Sebi may up expense ratio for revival of MF industry

Written by Sunny Verma | New Delhi | Updated: Jul 2 2012, 06:07am hrs
The Securities and Exchange Board of India (Sebi) is unlikely to restore entry loads on mutual funds but may increase the expenses charged by fund houses instead. This move is expected to make the mutual funds business viable, without having to suffer the side-effects of bringing back entry loads.

Entry loads typically create an incentive for the distributors to encourage early churning of the folios held by the clients. Since loads are charged every time a customer buys units of a fresh mutual fund, distributors and agents have an incentive to promote early exits by clients from existing funds. Sebi is, therefore, not in favour of bringing entry loads back, a senior government official who interacts with the regulator said.

After Prime Minister Manmohan Singh took charge of the finance portfolio, he talked about issues concerning the financial sector, including the mutual fund industry and the insurance sector, and said that these issues need to be resolved.

Mutual funds are allowed to charge various maintenance expenses annually, and the overall expense ratio is capped at 2.25% of assets under management (AUM). Increasing the expense ratio to 2.5% of AUM per annum would result in mutual funds annual income increasing by as much as 11%.

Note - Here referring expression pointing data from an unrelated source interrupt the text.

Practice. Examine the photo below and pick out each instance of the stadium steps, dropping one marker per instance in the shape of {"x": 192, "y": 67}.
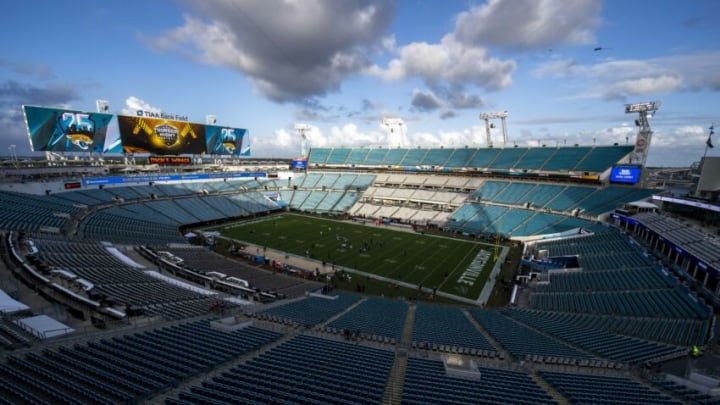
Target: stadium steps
{"x": 547, "y": 159}
{"x": 337, "y": 316}
{"x": 396, "y": 381}
{"x": 503, "y": 354}
{"x": 522, "y": 224}
{"x": 198, "y": 379}
{"x": 579, "y": 162}
{"x": 561, "y": 400}
{"x": 406, "y": 337}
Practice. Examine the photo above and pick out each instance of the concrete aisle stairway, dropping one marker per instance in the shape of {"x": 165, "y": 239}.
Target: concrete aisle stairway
{"x": 394, "y": 387}
{"x": 549, "y": 389}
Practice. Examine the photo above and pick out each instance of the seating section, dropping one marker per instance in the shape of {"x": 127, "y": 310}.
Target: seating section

On an AUM base of R2.5 lakh crore, a 2.5% expense ratio would yield an income of R6,225 crore a year, up from R5,625 crore a year at 2.25% currently. This extra income of R625 crore per annum would provide a fillip to the mutual fund industry, enabling them to pay more to distributors. Mutual funds had aggregate AUM of R7 lakh crore as on May 31 in all schemes, according to Association of Mutual Funds in India (AMFI) data.

A higher expense ratio would mean that Sebi may not be required to reintroduce entry loads, which were banned in 2009 to protect investors interests.

This ban coincided with the drying up of fresh inflows into mutual funds in the past three years. The mutual fund industry saw a net inflow of only Rs 122 crore in 2011-12, while there was an exodus of Rs 13,139 crore in 2010-11, as per AMFI data.

Restoring entry loads on mutual funds may not help much as inflows came to a halt largely due to poor market conditions, which discouraged investors, said Dhirendra Kumar, CEO, Value Research. Increasing the limit on the expense ratio and permitting mutual funds to float pension funds with tax breaks similar to those available under the National Pension Scheme would definitely help the entire mutual funds industry, Kumar said.

The finance ministry and Sebi are expected to discuss various measures this week in order to finalise the plan to reinvigorate the mutual fund industry. The Prime Minister said last week that there were issues in the mutual fund industry that needed to be resolved. Kumar said Sebi should try to encourage long-term investment in the equity market and create disincentives for short-term behaviour both by distributors and unit holders.